The integration of** tanx** gives us **ln|secx|+c**. Furthermore, we will also see the derivation of the integral of tanx.

### Integration of tanx – Modified Formula

We know, Integration of tanx is given as ln|secx|+c. For the ease of memorization we can modify it.

We know, secx = 1/cosx

By replacing secx we will get-

∫ tanx dx = ln|1/cosx| + c = ln|1| – ln|cosx| + c = 0 – ln|cosx| + c

Therefore, ∫ tanx dx = – ln|cosx| + c

Hence, **∫ tanx dx = – ln|cosx|+c (or) ln|secx|+c.**

## Derivation of Integration of tanx

Firstly, we need to express tanx in terms of sinx and cosx.

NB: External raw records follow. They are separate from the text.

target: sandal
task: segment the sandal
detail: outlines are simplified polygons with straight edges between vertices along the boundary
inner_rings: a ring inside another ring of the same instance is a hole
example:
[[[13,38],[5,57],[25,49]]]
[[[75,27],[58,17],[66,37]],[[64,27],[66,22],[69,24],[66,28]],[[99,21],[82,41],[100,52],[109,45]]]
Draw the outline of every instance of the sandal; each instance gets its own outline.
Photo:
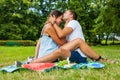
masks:
[[[109,60],[109,59],[106,59],[106,58],[102,58],[101,56],[99,56],[99,58],[96,59],[95,61],[106,62],[106,63],[112,63],[112,64],[117,63],[117,62],[114,61],[114,60]]]

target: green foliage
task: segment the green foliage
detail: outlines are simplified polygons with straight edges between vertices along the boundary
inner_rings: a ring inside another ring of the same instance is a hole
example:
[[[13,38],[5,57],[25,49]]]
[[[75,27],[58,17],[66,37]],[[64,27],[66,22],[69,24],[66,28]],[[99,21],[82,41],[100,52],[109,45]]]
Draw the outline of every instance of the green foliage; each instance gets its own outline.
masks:
[[[92,46],[100,55],[120,61],[119,46]],[[25,61],[34,56],[35,47],[0,46],[0,68],[14,64],[16,60]],[[104,69],[55,69],[50,72],[18,70],[13,73],[0,72],[0,80],[119,80],[120,64],[105,63]]]
[[[68,61],[67,60],[63,60],[63,61],[59,61],[59,63],[57,63],[57,66],[63,67],[66,64],[68,64]]]
[[[119,0],[1,0],[0,40],[35,41],[52,10],[71,9],[78,15],[86,41],[100,43],[104,33],[120,35],[119,6]]]
[[[0,40],[0,46],[35,46],[31,40]]]

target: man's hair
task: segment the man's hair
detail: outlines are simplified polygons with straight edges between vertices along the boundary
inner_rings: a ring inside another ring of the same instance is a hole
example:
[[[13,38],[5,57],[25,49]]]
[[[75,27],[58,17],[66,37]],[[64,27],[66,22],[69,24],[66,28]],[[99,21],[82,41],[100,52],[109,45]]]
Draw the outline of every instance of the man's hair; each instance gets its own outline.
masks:
[[[77,14],[76,14],[76,12],[75,11],[73,11],[73,10],[68,10],[72,15],[73,15],[73,19],[77,19]]]

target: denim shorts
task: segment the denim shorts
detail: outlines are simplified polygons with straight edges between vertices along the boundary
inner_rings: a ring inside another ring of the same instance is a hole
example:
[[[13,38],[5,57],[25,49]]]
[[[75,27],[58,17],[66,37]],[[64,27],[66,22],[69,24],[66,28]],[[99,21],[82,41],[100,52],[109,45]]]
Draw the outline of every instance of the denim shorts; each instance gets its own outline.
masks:
[[[69,60],[70,62],[75,62],[75,63],[87,63],[87,58],[82,57],[78,51],[71,51],[71,56]]]

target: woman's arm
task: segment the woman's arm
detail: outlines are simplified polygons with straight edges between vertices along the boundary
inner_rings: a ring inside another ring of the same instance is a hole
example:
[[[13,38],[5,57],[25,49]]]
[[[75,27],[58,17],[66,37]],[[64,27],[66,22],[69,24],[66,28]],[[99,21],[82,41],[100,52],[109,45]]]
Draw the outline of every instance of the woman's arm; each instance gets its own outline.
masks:
[[[60,46],[66,43],[66,37],[59,38],[51,23],[46,25],[45,33],[49,34],[52,37],[52,39]]]
[[[40,38],[39,38],[39,40],[37,41],[34,59],[37,59],[37,58],[38,58],[39,48],[40,48]]]

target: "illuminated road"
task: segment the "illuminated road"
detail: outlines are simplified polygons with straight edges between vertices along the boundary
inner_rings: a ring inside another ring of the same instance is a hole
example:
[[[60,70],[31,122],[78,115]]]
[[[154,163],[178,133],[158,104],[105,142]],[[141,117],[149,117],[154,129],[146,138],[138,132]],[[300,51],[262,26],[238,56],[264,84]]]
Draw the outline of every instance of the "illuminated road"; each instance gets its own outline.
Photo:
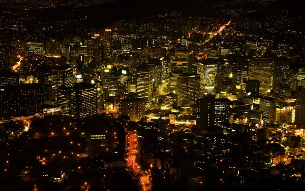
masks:
[[[222,31],[225,29],[225,28],[226,28],[226,26],[229,25],[230,23],[231,23],[231,21],[229,21],[229,22],[228,22],[226,24],[221,25],[221,26],[220,27],[220,28],[219,28],[219,29],[218,29],[218,30],[217,30],[217,31],[216,31],[215,32],[211,32],[211,34],[210,35],[210,37],[208,39],[207,39],[204,42],[204,43],[203,43],[202,44],[204,44],[209,42],[209,40],[210,40],[213,37],[214,37],[214,36],[216,35],[218,33]]]
[[[149,177],[148,172],[142,172],[140,166],[136,163],[137,155],[138,154],[138,136],[135,133],[129,132],[127,139],[128,144],[127,144],[128,151],[128,157],[126,159],[127,167],[131,169],[136,175],[140,178],[140,181],[143,191],[150,190]]]

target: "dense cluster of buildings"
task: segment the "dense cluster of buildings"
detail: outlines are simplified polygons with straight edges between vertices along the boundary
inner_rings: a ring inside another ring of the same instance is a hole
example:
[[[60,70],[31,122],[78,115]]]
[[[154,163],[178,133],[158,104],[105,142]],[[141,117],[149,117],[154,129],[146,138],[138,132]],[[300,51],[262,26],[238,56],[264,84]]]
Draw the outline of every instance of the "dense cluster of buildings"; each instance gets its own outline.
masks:
[[[91,169],[104,180],[124,166],[160,190],[259,189],[271,179],[304,185],[304,33],[286,28],[294,21],[286,11],[256,20],[241,13],[258,11],[230,2],[211,7],[224,14],[216,18],[172,12],[60,33],[63,21],[26,35],[23,23],[0,27],[0,141],[8,141],[0,153],[22,152],[9,147],[12,140],[30,147],[45,138],[29,155],[43,156],[35,157],[47,170],[66,159],[90,166],[70,165],[53,182],[65,171],[84,176]],[[79,19],[69,24],[86,17]],[[79,160],[86,157],[92,164]],[[41,166],[0,178],[45,178]]]

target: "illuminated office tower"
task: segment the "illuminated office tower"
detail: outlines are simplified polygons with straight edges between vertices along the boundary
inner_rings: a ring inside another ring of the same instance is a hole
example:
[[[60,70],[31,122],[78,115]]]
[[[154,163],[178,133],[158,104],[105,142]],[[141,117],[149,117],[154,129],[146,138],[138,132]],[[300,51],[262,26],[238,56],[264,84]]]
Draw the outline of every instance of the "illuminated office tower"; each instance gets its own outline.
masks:
[[[232,53],[232,47],[227,45],[220,46],[218,47],[217,55],[221,56],[228,56]]]
[[[109,88],[109,93],[115,95],[117,93],[118,80],[117,69],[116,67],[102,70],[103,86]]]
[[[123,99],[121,108],[122,114],[128,115],[131,121],[137,122],[145,117],[145,100],[143,98]]]
[[[81,73],[77,73],[75,74],[75,78],[73,79],[74,83],[79,83],[80,82],[83,82],[84,78]]]
[[[43,101],[56,100],[55,86],[49,84],[43,84]]]
[[[19,117],[42,113],[42,84],[8,85],[0,89],[0,116]]]
[[[262,94],[271,88],[272,65],[268,58],[254,58],[249,61],[248,79],[259,81],[259,91]]]
[[[191,73],[192,58],[192,55],[188,50],[176,50],[171,59],[173,73]]]
[[[215,124],[229,123],[230,101],[228,99],[215,100]]]
[[[196,125],[201,128],[214,125],[215,121],[215,95],[203,95],[197,100]]]
[[[172,109],[177,109],[178,96],[176,94],[169,93],[165,96],[164,99],[164,109],[171,110]]]
[[[119,76],[119,82],[124,92],[128,92],[128,82],[131,80],[131,75],[129,70],[122,69]]]
[[[196,104],[199,96],[200,76],[196,74],[184,74],[177,76],[178,106]]]
[[[217,68],[215,81],[216,92],[219,93],[232,93],[235,90],[236,85],[237,64],[228,59],[221,60],[216,65]]]
[[[112,54],[120,54],[121,47],[120,34],[117,31],[112,31],[110,36],[110,49]]]
[[[103,97],[104,99],[107,99],[109,98],[109,87],[108,86],[103,86],[102,89]]]
[[[171,71],[170,61],[167,58],[161,58],[161,81],[169,79]]]
[[[52,77],[52,84],[56,87],[73,86],[73,68],[70,65],[54,66]]]
[[[106,152],[106,133],[105,130],[90,131],[89,156],[92,159],[103,157]]]
[[[44,53],[43,43],[29,42],[28,52],[32,54],[43,54]]]
[[[58,40],[50,39],[46,41],[46,56],[54,58],[61,56],[60,42]]]
[[[289,87],[290,84],[290,62],[285,57],[278,57],[273,60],[272,88],[276,91],[278,91],[281,87]]]
[[[137,93],[137,84],[128,81],[128,93]]]
[[[288,55],[288,51],[289,46],[284,43],[280,43],[279,44],[279,56],[287,56]]]
[[[0,86],[19,84],[19,74],[12,72],[11,69],[0,70]]]
[[[242,92],[247,96],[259,95],[259,81],[255,80],[242,81]]]
[[[207,92],[214,90],[216,71],[215,64],[198,63],[197,74],[200,76],[201,91]]]
[[[83,56],[83,61],[85,64],[90,62],[91,58],[89,56],[89,48],[87,45],[75,44],[70,46],[70,62],[73,64],[76,64],[77,60],[80,55]]]
[[[60,106],[59,113],[62,115],[71,114],[71,87],[60,86],[56,87],[56,100]]]
[[[145,47],[144,53],[149,60],[160,59],[166,56],[166,49],[162,47]]]
[[[101,39],[93,37],[92,46],[92,63],[98,66],[102,63],[102,50]]]
[[[77,71],[80,73],[83,73],[85,71],[85,56],[82,54],[79,55],[76,60],[76,69]]]
[[[95,85],[80,83],[71,88],[71,115],[83,118],[96,114],[98,92]]]
[[[104,59],[106,60],[112,59],[112,52],[111,51],[110,41],[111,37],[111,29],[105,29],[104,32]]]
[[[275,122],[276,109],[277,104],[274,98],[265,97],[260,99],[259,110],[262,112],[264,123],[271,124]]]
[[[300,87],[296,98],[295,123],[305,125],[305,88]]]
[[[145,101],[152,101],[155,70],[154,64],[142,64],[136,70],[137,93]]]

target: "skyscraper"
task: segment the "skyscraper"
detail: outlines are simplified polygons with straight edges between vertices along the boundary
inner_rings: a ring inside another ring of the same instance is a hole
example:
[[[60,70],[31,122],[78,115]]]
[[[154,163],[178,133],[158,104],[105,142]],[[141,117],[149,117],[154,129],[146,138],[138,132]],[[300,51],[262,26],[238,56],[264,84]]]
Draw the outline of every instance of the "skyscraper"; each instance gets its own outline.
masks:
[[[272,88],[276,91],[280,87],[289,86],[291,80],[289,65],[290,61],[285,57],[277,58],[273,61]]]
[[[117,68],[116,67],[102,70],[103,86],[109,87],[110,94],[115,95],[117,93]]]
[[[55,86],[48,84],[43,84],[43,101],[56,100],[56,90]]]
[[[154,64],[142,64],[136,70],[137,93],[139,98],[143,98],[146,101],[152,100],[152,87]]]
[[[192,73],[192,57],[188,50],[176,50],[171,59],[172,72],[177,74]]]
[[[165,109],[177,109],[178,107],[177,94],[169,93],[165,96],[164,99],[164,108]]]
[[[264,123],[273,124],[276,120],[277,104],[274,98],[265,97],[260,99],[259,111],[262,112],[262,118]]]
[[[215,122],[215,95],[204,95],[197,100],[196,124],[200,128],[212,126]]]
[[[52,77],[53,85],[56,87],[73,86],[73,68],[69,65],[53,67]]]
[[[110,47],[110,41],[111,37],[111,29],[105,29],[104,32],[104,59],[106,60],[111,60],[112,59],[112,53]]]
[[[71,111],[71,88],[60,86],[56,88],[57,104],[60,106],[59,113],[62,115],[70,115]]]
[[[145,100],[143,98],[123,99],[121,113],[129,116],[131,121],[138,122],[145,117]]]
[[[219,123],[229,123],[230,104],[228,99],[217,99],[215,100],[215,124]]]
[[[97,112],[97,89],[95,85],[79,83],[72,87],[57,88],[57,104],[60,114],[83,118]]]
[[[241,63],[232,57],[220,59],[216,65],[215,81],[217,93],[232,93],[241,82]]]
[[[106,133],[104,129],[90,131],[89,156],[95,159],[102,156],[106,152]]]
[[[196,74],[184,74],[177,76],[178,106],[196,104],[199,96],[200,76]]]
[[[95,85],[80,83],[71,88],[71,115],[83,118],[96,114],[98,93]]]
[[[259,91],[263,94],[272,87],[272,64],[268,58],[254,58],[249,61],[248,79],[259,81]]]
[[[242,92],[247,96],[259,95],[259,81],[255,80],[242,81]]]
[[[200,75],[200,90],[204,92],[214,90],[215,64],[198,62],[197,74]]]
[[[305,88],[299,88],[296,98],[295,123],[305,125]]]
[[[170,61],[165,57],[160,59],[161,61],[161,81],[169,79],[171,71]]]

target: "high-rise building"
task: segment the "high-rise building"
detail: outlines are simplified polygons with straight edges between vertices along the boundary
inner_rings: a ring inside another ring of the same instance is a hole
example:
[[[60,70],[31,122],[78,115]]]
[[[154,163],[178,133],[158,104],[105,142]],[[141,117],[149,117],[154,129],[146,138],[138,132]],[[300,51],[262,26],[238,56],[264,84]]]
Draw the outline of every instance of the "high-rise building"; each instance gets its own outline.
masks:
[[[122,69],[120,71],[119,76],[119,82],[123,92],[127,93],[128,92],[128,82],[131,80],[131,75],[129,70]]]
[[[228,99],[217,99],[215,100],[215,124],[228,123],[230,119],[230,101]]]
[[[57,88],[57,101],[60,113],[75,118],[92,116],[97,112],[97,89],[85,83],[74,84],[72,87]]]
[[[184,74],[177,76],[178,106],[196,104],[199,96],[200,76],[196,74]]]
[[[123,99],[121,108],[121,113],[128,115],[131,121],[136,122],[145,117],[145,100],[143,98]]]
[[[25,116],[42,113],[41,84],[9,85],[0,88],[0,116]]]
[[[166,55],[166,49],[162,47],[145,47],[144,49],[144,54],[149,60],[160,59]]]
[[[200,75],[200,90],[204,92],[214,90],[215,81],[215,64],[199,62],[197,74]]]
[[[43,43],[29,42],[28,52],[33,54],[43,54],[44,53]]]
[[[84,64],[90,62],[91,60],[89,48],[88,45],[75,44],[70,45],[70,62],[72,64],[76,64],[77,60],[80,55],[83,56],[83,62]]]
[[[264,123],[273,124],[276,120],[277,104],[274,98],[265,97],[260,99],[259,111],[262,112],[262,118]]]
[[[298,125],[305,125],[305,88],[304,87],[300,88],[297,93],[295,121]]]
[[[104,59],[106,60],[112,59],[112,52],[110,46],[111,37],[111,29],[107,29],[104,32]]]
[[[196,124],[200,128],[212,126],[215,122],[215,95],[204,95],[197,100]]]
[[[73,86],[73,68],[70,65],[53,67],[52,77],[52,84],[56,87]]]
[[[54,85],[43,84],[43,91],[44,102],[56,100],[56,89]]]
[[[171,59],[171,71],[175,74],[192,73],[193,55],[188,50],[176,50]]]
[[[271,89],[272,65],[268,58],[254,58],[249,61],[248,79],[259,81],[259,91],[263,94]]]
[[[259,95],[259,81],[245,80],[242,81],[242,92],[247,96]]]
[[[160,59],[161,61],[161,81],[169,78],[171,71],[170,61],[165,57]]]
[[[115,95],[117,93],[117,68],[116,67],[102,70],[103,86],[109,87],[110,94]]]
[[[95,85],[80,83],[71,88],[71,116],[83,118],[96,114],[98,93]]]
[[[0,70],[0,86],[17,85],[19,84],[19,74],[10,69]]]
[[[76,68],[77,71],[83,73],[85,71],[85,56],[80,54],[76,60]]]
[[[164,99],[164,109],[168,110],[177,109],[178,107],[177,98],[176,94],[171,93],[167,94]]]
[[[106,133],[104,130],[90,131],[89,156],[92,159],[103,157],[106,152]]]
[[[102,63],[102,41],[98,38],[93,38],[92,47],[92,61],[96,66],[100,65]]]
[[[60,86],[56,87],[57,104],[60,106],[59,113],[70,116],[71,112],[71,87]]]
[[[291,78],[289,72],[290,60],[285,57],[273,60],[272,88],[279,91],[280,87],[289,87]]]
[[[61,55],[60,42],[55,39],[46,41],[46,56],[51,57],[59,57]]]
[[[235,90],[237,66],[235,62],[228,59],[221,60],[216,65],[215,77],[216,91],[218,93],[232,93]]]
[[[136,70],[137,93],[146,101],[152,100],[155,64],[142,64]]]

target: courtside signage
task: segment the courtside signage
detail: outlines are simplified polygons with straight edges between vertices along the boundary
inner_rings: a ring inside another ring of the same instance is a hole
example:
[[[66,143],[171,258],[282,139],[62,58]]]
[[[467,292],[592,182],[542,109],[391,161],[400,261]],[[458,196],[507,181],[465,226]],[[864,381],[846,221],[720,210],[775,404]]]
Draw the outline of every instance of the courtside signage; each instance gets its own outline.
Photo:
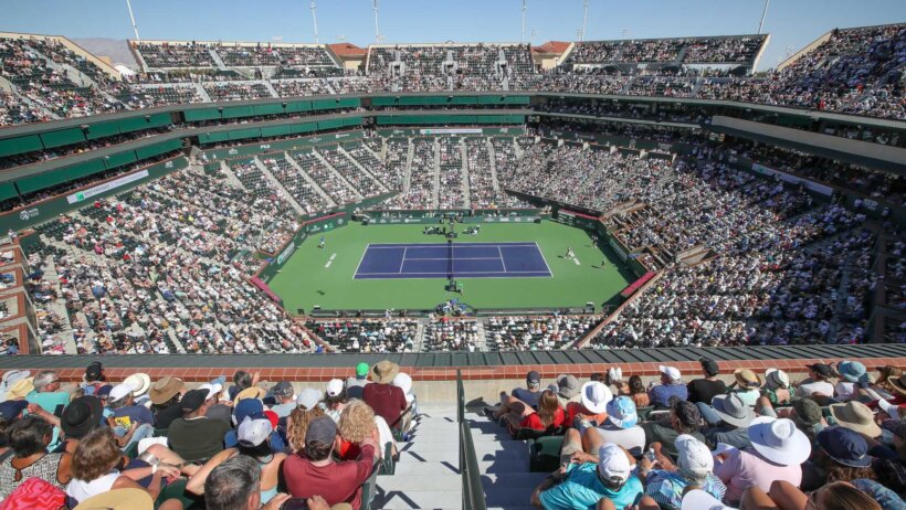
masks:
[[[140,172],[130,173],[128,176],[120,177],[119,179],[114,179],[112,181],[107,181],[103,184],[97,184],[94,188],[88,188],[87,190],[82,190],[77,193],[73,193],[71,195],[66,195],[66,202],[69,203],[78,203],[85,200],[91,199],[94,195],[98,195],[104,193],[105,191],[115,190],[119,187],[126,185],[129,182],[135,182],[139,179],[145,179],[148,177],[147,170],[141,170]]]

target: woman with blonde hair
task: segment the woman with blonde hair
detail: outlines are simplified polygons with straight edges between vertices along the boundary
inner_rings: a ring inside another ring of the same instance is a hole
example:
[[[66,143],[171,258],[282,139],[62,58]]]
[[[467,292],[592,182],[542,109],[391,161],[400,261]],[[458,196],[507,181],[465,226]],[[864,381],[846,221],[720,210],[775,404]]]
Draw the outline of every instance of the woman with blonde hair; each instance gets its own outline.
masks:
[[[98,428],[83,437],[72,458],[73,478],[66,487],[66,495],[81,502],[113,489],[141,489],[147,490],[151,499],[157,499],[161,478],[179,477],[179,469],[173,466],[152,466],[151,482],[146,489],[116,469],[122,455],[109,428]]]
[[[390,444],[391,455],[394,457],[397,455],[393,433],[387,422],[377,416],[375,410],[364,401],[354,400],[344,407],[339,422],[337,422],[337,435],[340,437],[337,454],[344,460],[357,458],[358,445],[369,437],[380,443],[381,454],[387,451],[387,445]]]

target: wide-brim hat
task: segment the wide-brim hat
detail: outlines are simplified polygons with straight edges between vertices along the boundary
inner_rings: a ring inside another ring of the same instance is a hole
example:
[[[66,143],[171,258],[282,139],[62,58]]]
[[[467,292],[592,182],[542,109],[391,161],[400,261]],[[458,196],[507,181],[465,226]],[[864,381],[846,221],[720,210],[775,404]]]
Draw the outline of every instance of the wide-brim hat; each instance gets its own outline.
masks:
[[[724,423],[735,427],[746,428],[756,418],[755,411],[735,393],[716,395],[712,399],[710,406]]]
[[[898,378],[887,378],[887,382],[891,383],[895,392],[906,395],[906,373]]]
[[[264,399],[264,395],[266,395],[266,394],[267,394],[267,391],[265,391],[263,387],[257,387],[257,386],[246,387],[245,390],[242,390],[241,392],[239,392],[236,397],[233,399],[233,405],[239,404],[241,401],[244,401],[245,399],[262,400],[262,399]]]
[[[733,372],[736,382],[742,387],[761,387],[761,376],[749,369],[737,369]]]
[[[582,384],[582,406],[594,414],[607,413],[608,403],[613,400],[613,393],[604,384],[589,381]]]
[[[24,399],[25,395],[34,391],[34,378],[25,378],[15,381],[13,384],[10,384],[10,387],[7,390],[6,399],[8,401],[14,401],[18,399]]]
[[[179,378],[166,376],[155,381],[148,390],[151,404],[162,404],[179,393],[186,384]]]
[[[101,425],[104,404],[94,395],[80,396],[70,402],[60,418],[60,428],[66,437],[80,439]]]
[[[390,384],[400,373],[400,365],[390,360],[378,361],[371,366],[371,380],[380,384]]]
[[[141,396],[151,387],[151,378],[141,372],[129,375],[123,382],[133,386],[133,396]]]
[[[152,510],[155,501],[145,489],[114,489],[92,496],[75,510]]]
[[[798,466],[812,455],[812,443],[792,419],[759,416],[749,424],[749,440],[771,463]]]
[[[875,423],[874,413],[862,402],[851,401],[830,406],[831,416],[842,427],[865,434],[868,437],[881,435],[881,427]]]

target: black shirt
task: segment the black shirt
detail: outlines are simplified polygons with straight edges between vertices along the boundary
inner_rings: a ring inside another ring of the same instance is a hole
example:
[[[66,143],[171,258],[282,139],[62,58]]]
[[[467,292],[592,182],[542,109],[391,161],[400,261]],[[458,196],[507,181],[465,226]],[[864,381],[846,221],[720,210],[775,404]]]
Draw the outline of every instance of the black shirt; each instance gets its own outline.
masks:
[[[720,380],[708,381],[707,379],[696,379],[686,384],[686,387],[689,390],[688,400],[692,403],[704,402],[710,405],[712,399],[727,393],[727,385]]]

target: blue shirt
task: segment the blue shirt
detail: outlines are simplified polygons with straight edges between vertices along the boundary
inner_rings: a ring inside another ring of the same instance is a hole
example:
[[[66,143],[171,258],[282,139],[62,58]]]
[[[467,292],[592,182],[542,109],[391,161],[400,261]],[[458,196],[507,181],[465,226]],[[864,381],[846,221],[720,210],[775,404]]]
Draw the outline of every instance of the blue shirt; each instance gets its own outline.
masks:
[[[670,407],[670,397],[678,396],[681,401],[688,400],[689,389],[685,384],[661,384],[649,390],[651,405]]]
[[[570,464],[567,466],[569,477],[562,482],[540,493],[541,504],[546,510],[594,510],[601,498],[613,501],[613,506],[623,509],[642,496],[642,482],[635,475],[613,491],[604,487],[598,478],[598,465],[593,463]]]
[[[645,496],[651,496],[657,501],[661,510],[680,510],[683,506],[683,492],[688,485],[688,480],[674,471],[655,469],[649,472]],[[708,475],[700,488],[718,500],[723,500],[727,491],[727,486],[714,475]]]

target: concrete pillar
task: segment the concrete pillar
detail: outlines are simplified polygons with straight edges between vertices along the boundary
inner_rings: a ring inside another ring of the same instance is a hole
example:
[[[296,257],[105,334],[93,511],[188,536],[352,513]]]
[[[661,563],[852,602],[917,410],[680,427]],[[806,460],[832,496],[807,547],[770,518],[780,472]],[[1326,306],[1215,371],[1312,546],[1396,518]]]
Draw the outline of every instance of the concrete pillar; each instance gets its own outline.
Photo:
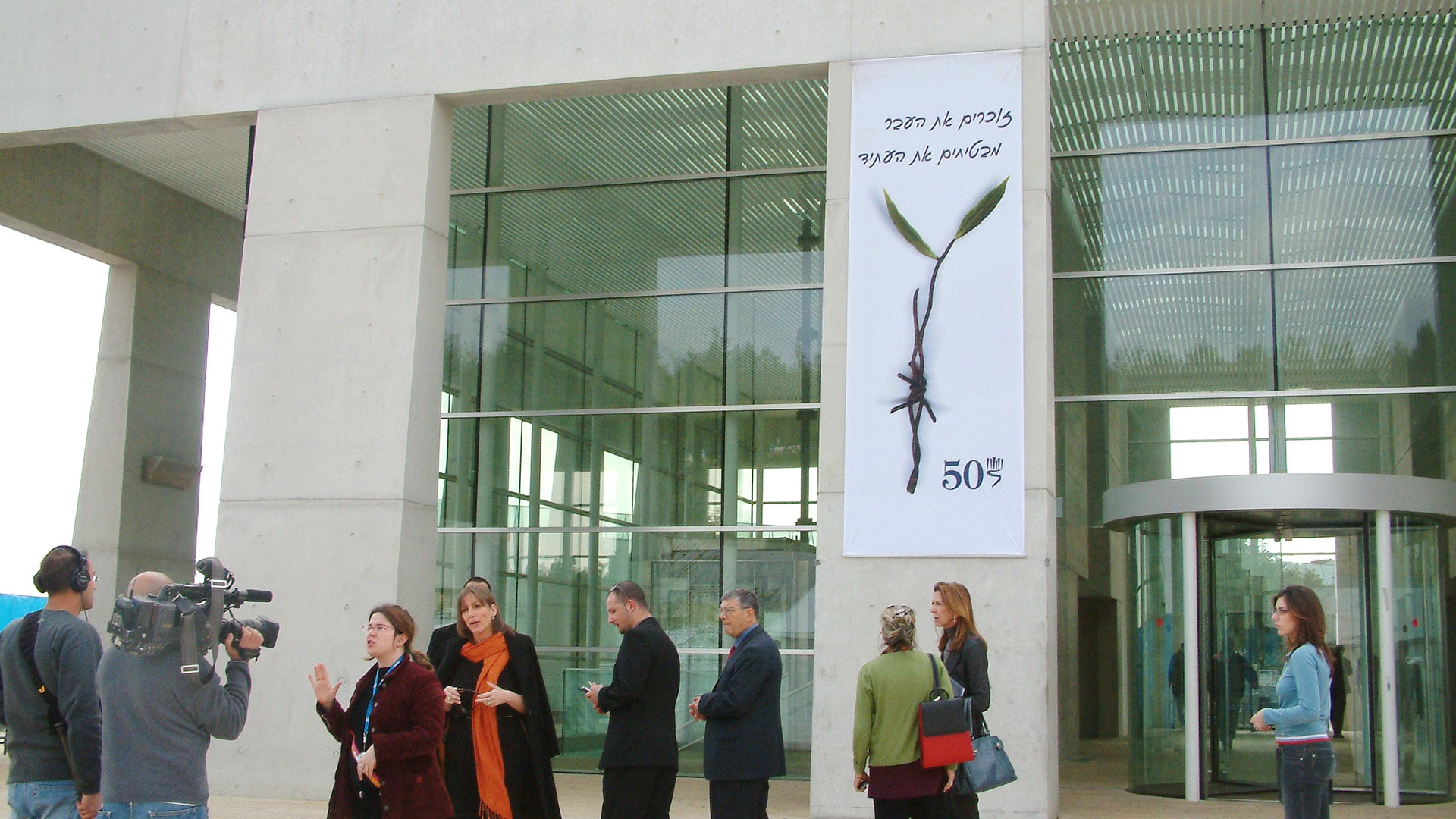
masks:
[[[282,632],[213,793],[323,799],[307,672],[348,698],[377,603],[428,635],[450,122],[431,96],[258,115],[217,554]]]
[[[201,463],[210,307],[195,284],[111,268],[73,538],[102,576],[92,618],[103,631],[138,571],[192,581],[197,482],[144,482],[141,466],[151,455]]]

∫ tanx dx = ∫ sinx/cosx dx

Now, Let t = cos x. Then dt = – sin x . dx

⇒ dx = – dt/ sin x

∫(sin x /cos x). dx = – ∫ dt/ t

Also, we know that ∫ dt/t = ln t + c

Thus ∫ (sin x /cos x) .dx = – ∫ dt/ t = – ln|t| + c

⇒ -ln |(cos x)+c = ln |(cos x)-1|+c

= ln (sec x) + c

∫ (sin x /cos x) .dx = ln (sec x) + c

Therefore, ∫ tan x = ln|sec x| + c

**Hence, the integration of tan x = ln|sec x| + c**.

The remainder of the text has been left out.